Als het om biodiversiteit gaat zijn de nieuwsberichten vaak weinig opwekkend en soms ook verwarrend. De recente Living Planet Index van het Wereld Natuur Fonds geeft aan dat tussen 1970 en 2018 wereldwijd het aantal soorten met 69% is afgenomen. Wanneer daar de gifkikkertjes van het tropisch regenwoud tussen zitten, dan kan geen kinderboek meer geschreven worden met gifkikkers erin. “Mia de bij” is ook al lastig omdat wilde bijen het moeilijk hebben. Dan kom je uit op “rupsje nooit genoeg”, altijd goed want rupsjes zullen er wel blijven.

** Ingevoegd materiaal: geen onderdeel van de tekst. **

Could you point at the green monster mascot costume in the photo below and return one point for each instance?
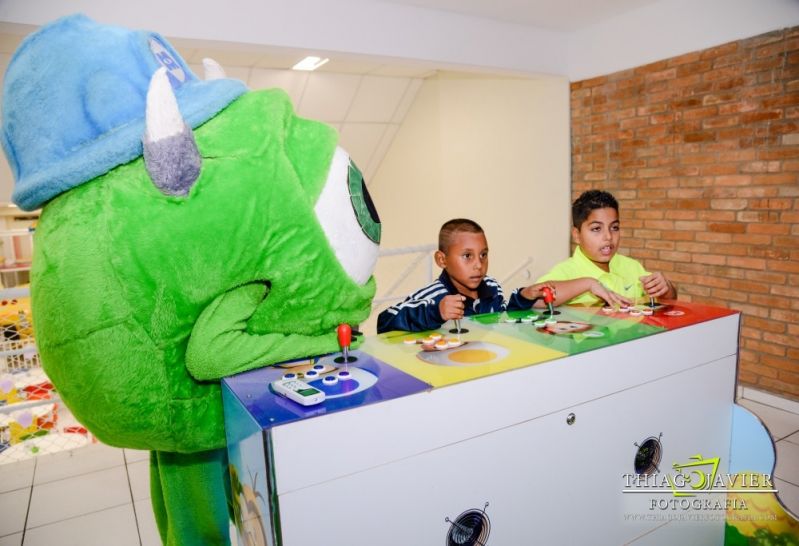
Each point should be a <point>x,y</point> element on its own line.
<point>190,230</point>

Belangrijke oorzaken voor het afnemen van de biodiversiteit is verlies van leefgebied door stedenbouw, landbouw, wegenaanleg enz. Ook neemt de kwaliteit van leefgebied af door verontreiniging. Zoetwater gebieden in de tropen verliezen in een snel tempo soorten, zoals de koddige zoetwaterdolfijn. Klimaatverandering, temperatuurstijging en droogte zijn voor zoetwatermilieus en moerassen maar ook droge milieus de aanjager voor verlies van biodiversiteit.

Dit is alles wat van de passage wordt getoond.